2007-05-03 17:38:30

by Alex Tomas

[permalink] [raw]
Subject: Re: [ext3][kernels >= 2.6.20.7 at least] KDE going comatose when FS is under heavy write load (massive starvation)

Andrew Morton wrote:
> We can make great improvements here, and I've (twice) previously decribed
> how: hoist the entire ordered-mode data handling out of ext3, and out of
> the buffer_head layer and move it up into the VFS pagecache layer.
> Basically, do ordered-data with a commit-time inode walk, calling
> do_sync_mapping_range().
>
> Do it in the VFS. Make reiserfs use it, remove reiserfs ordered-mode too.
> Make XFS use it, fix the hey-my-files-are-all-full-of-zeroes problem there.

I'm not sure it's that easy.

if we move to pages, then we have to mark pages to be flushed holding
transaction open. now take delayed allocation into account: we need
to allocate number of blocks at once and then mark all pages mapped,
again within context of the same transaction. so, an implementation
would look like the following?

generic_writepages() {
/* collect set of contig. dirty pages */
foo_get_blocks() {
foo_journal_start();
foo_new_blocks();
foo_attach_blocks_to_inode();
generic_mark_pages_mapped();
foo_journal_stop();
}
}

another question is will it scale well given number of dirty inodes
can be much larger than number of inodes with dirty mapped blocks
(in delayed allocation case, for example) ?

thanks, Alex





2007-05-03 23:55:21

by Andrew Morton

[permalink] [raw]
Subject: Re: [ext3][kernels >= 2.6.20.7 at least] KDE going comatose when FS is under heavy write load (massive starvation)

On Thu, 03 May 2007 21:38:10 +0400
Alex Tomas <[email protected]> wrote:

> Andrew Morton wrote:
> > We can make great improvements here, and I've (twice) previously decribed
> > how: hoist the entire ordered-mode data handling out of ext3, and out of
> > the buffer_head layer and move it up into the VFS pagecache layer.
> > Basically, do ordered-data with a commit-time inode walk, calling
> > do_sync_mapping_range().
> >
> > Do it in the VFS. Make reiserfs use it, remove reiserfs ordered-mode too.
> > Make XFS use it, fix the hey-my-files-are-all-full-of-zeroes problem there.
>
> I'm not sure it's that easy.
>
> if we move to pages, then we have to mark pages to be flushed holding
> transaction open. now take delayed allocation into account: we need
> to allocate number of blocks at once and then mark all pages mapped,
> again within context of the same transaction.

Yes, there can be issues with needing to allocate journal space within the
context of a commit.
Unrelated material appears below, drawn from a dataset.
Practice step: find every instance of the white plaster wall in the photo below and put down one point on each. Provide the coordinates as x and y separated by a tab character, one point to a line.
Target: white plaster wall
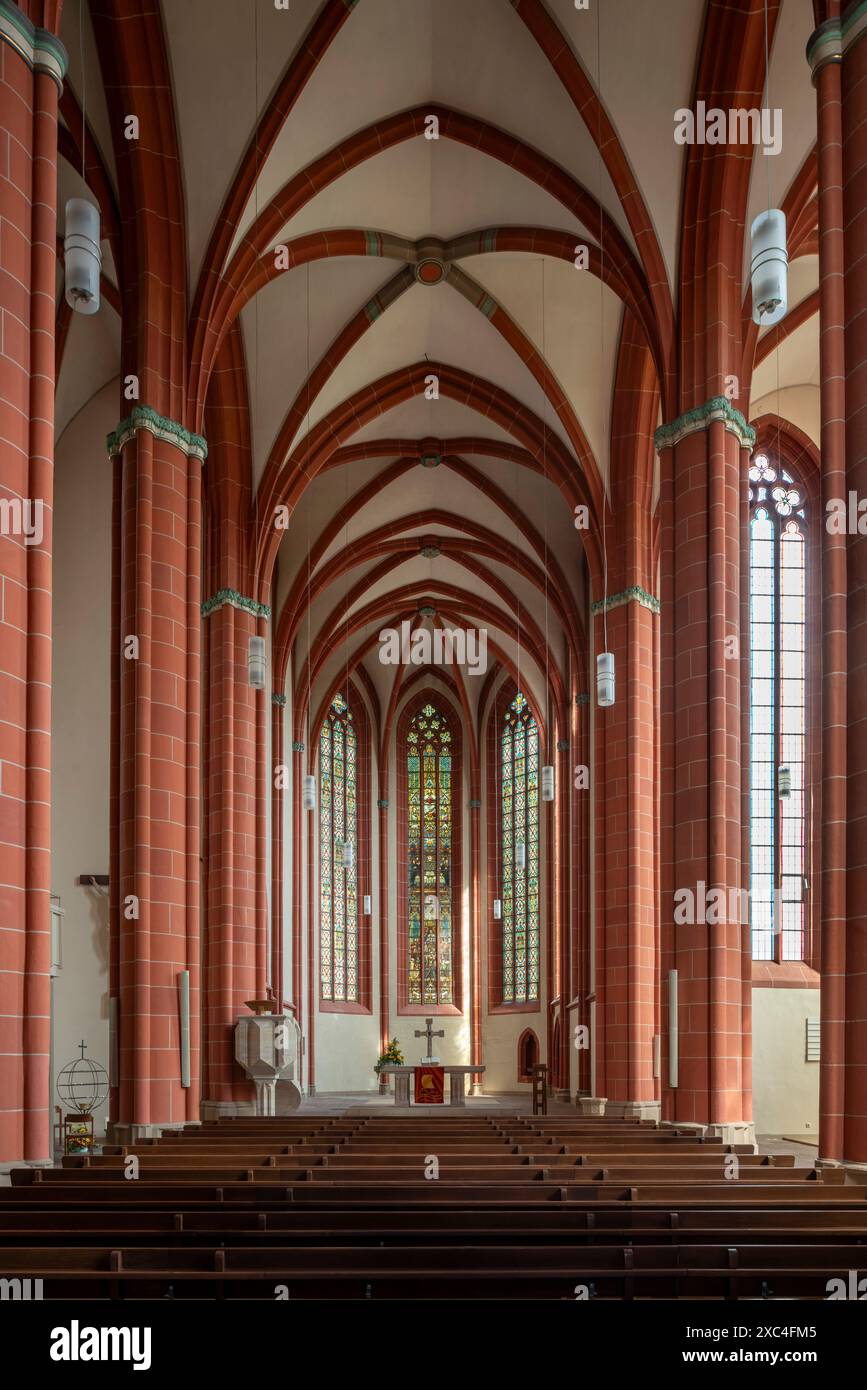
79	726
785	1087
But

a) If the page has newly allocated space on disk then the metadata which
refers to that page is already in the journal: no new journal space
needed.

b) If the page doesn't have space allocated on disk then we don't need
to write it out at ordered-mode commit time, because the post-recovery
filesystem will not have any references to that page.
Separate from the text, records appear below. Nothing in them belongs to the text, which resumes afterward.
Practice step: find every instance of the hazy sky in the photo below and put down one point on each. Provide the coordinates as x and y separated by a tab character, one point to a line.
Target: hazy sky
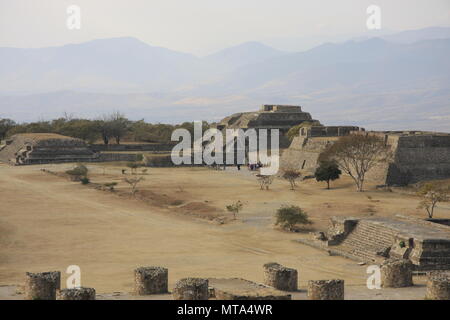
203	26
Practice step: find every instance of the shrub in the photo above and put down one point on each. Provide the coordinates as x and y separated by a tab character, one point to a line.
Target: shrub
80	171
110	185
432	194
264	181
133	166
327	171
289	216
235	208
291	175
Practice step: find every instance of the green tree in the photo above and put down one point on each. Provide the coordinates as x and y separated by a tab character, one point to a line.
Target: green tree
118	126
288	217
356	154
234	208
78	173
432	194
327	171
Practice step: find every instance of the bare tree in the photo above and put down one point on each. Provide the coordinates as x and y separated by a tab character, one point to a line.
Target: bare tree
292	175
356	154
133	182
235	208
c) If the page is dirty due to overwrite then no metadata update was required.

IOW, under what circumstances would an ordered-mode commit need to allocate
space for a delayed-allocate page?

However b) might lead to the hey-my-file-is-full-of-zeroes problem.

> so, an implementation
> would look like the following?
>
> generic_writepages() {
> /* collect set of contig. dirty pages */
> foo_get_blocks() {
> foo_journal_start();
> foo_new_blocks();
> foo_attach_blocks_to_inode();
> generic_mark_pages_mapped();
> foo_journal_stop();
> }
> }
>
> another question is will it scale well given number of dirty inodes
> can be much larger than number of inodes with dirty mapped blocks
> (in delayed allocation case, for example) ?
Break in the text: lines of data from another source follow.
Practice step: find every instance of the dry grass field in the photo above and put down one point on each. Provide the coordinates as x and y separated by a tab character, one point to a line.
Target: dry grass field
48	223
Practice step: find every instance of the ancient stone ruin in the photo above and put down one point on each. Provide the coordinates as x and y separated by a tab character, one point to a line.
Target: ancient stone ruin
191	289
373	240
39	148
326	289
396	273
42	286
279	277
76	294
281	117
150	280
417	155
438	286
Possibly - zillions of dirty-for-atime inodes might get in the way. A
short-term fix would be to create a separate dirty-inode list on the
superblock (ug). A long-term fix is to rip all the per-superblock
dirty-inode lists and use a radix-tree. Not for lookup purposes, but for
the tree's ability to do tagged and restartable searches.

2007-05-04 06:18:36

by Alex Tomas

[permalink] [raw]
Subject: Re: [ext3][kernels >= 2.6.20.7 at least] KDE going comatose when FS is under heavy write load (massive starvation)

Andrew Morton wrote:
> Yes, there can be issues with needing to allocate journal space within the
> context of a commit. But

no-no, this isn't required. we only need to mark pages/blocks within
transaction, otherwise race is possible when we allocate blocks in transaction,
then transacton starts to commit, then we mark pages/blocks to be flushed
before commit.

> a) If the page has newly allocated space on disk then the metadata which
> refers to that page is already in the journal: no new journal space
> needed.
>
> b) If the page doesn't have space allocated on disk then we don't need
> to write it out at ordered-mode commit time, because the post-recovery
> filesystem will not have any references to that page.
>
> c) If the page is dirty due to overwrite then no metadata update was required.
>
> IOW, under what circumstances would an ordered-mode commit need to allocate
> space for a delayed-allocate page?

no need to allocate space within commit thread, I think. only to take care
of the race I described above. in hackish version of data=ordered for delayed
allocation I used counter of submitted bio's with newly-allocated blocks and
commit thread waits for the counter to reach 0.

>
> However b) might lead to the hey-my-file-is-full-of-zeroes problem.
>

thanks, Alex

2007-05-04 06:39:09

by Andrew Morton

[permalink] [raw]
Subject: Re: [ext3][kernels >= 2.6.20.7 at least] KDE going comatose when FS is under heavy write load (massive starvation)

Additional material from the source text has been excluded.